AIA-6F: Ancient Apulia. New Perspectives (Colloquium)

  Hybrid   AIA Session   Colloquium



Valeria Riedemann Lorca, University of Washington; and Karolina Sekita, Tel-Aviv University


Luigi Todisco, Università degli Studi di Bari “Aldo Moro”

Overview Statement

Ancient Apulia (modern Puglia) was home to a complex blend of highly interconnected local peoples called Iapygians and foreign settlers (e.g., Greeks in Taranto). Despite the efforts made in the past decades toward a new appreciation for the region and its distinctive material culture (e.g., T.H. Carpenter et al., The Italic People of Ancient Apulia [Cambridge University Press, 2014]), the most relevant studies, current research, and new findings are still largely published in Italian and French.
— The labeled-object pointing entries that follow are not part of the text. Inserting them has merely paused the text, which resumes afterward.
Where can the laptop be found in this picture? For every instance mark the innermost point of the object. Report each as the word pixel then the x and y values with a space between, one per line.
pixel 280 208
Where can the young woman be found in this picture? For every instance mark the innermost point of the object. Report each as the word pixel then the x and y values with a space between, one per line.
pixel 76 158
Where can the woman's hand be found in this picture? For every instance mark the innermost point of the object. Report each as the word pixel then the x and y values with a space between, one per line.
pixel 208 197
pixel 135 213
As a result, Apulia is mainly ignored in English-speaking scholarship, while the region is almost completely absent from curricula at most higher education institutions.
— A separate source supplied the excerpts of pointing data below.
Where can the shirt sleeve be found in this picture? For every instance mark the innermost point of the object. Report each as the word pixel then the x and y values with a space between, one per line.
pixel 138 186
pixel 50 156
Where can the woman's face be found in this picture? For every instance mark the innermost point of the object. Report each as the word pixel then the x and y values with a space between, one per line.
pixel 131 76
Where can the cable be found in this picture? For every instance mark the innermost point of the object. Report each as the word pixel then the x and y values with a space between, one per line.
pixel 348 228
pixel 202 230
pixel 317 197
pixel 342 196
The organizers of this session see some of the main problems toward the underrepresentation of ancient Apulia in publications and conferences—against, for example, an increasing presence of Etruscan studies in recent years—being the lack of a proper name for studies of the region, which tends to get lost in the broader spectrum of what is defined as pre-Roman Italy. Another problematic aspect has been the hyperfocalization of Apulian red-figure vases to the detriment of a more inclusive approach to the diversity of the material culture from the region. This issue will be addressed by two papers: “A Necessary Apulian Perspective: The Study of Excavation Materials and Red-figure Ceramics in an Interdisciplinary Form in the Post-Trendall Era,” and “From Bovino-Castelluccio dei Sauri to the Apulian Tavoliere: New Data on the Stone Sculptures of Protohistoric Daunia.” This session also seeks to bring Apulia to the forefront by presenting current research in new areas that provide evidence of trade and mobility of goods, people, and ideologies between Osco-Samnites, Greeks, and Romans (“Recent Research on Arpi: A Very Large Daunian Urban Agglomeration in the Hellenistic Period”), and new findings, still unpublished (“Aristocratic Burials from Rutigliano (Bari) in Peucetia: Assemblages, Prestige Goods and Images from Tombs of Contrada Purgatorio”). Finally, two papers propose a reconsideration of the visual and archaeological evidence (“Funerary Naiskoi on Apulian Red-figure Pottery: Sources and Implications Revisited”) and the role of specialized research centers in promoting a renewed interest in this particular geographic area (“Trendall in Apulia: Dale Trendall and the Trendall Archive”). This colloquium will not only provide a critical assessment of the current state of Apulian studies and new insights into the archaeology of the region, but it will also enable paper presenters to share their new significant findings with the American Institute of Archaeology’s wider international audience.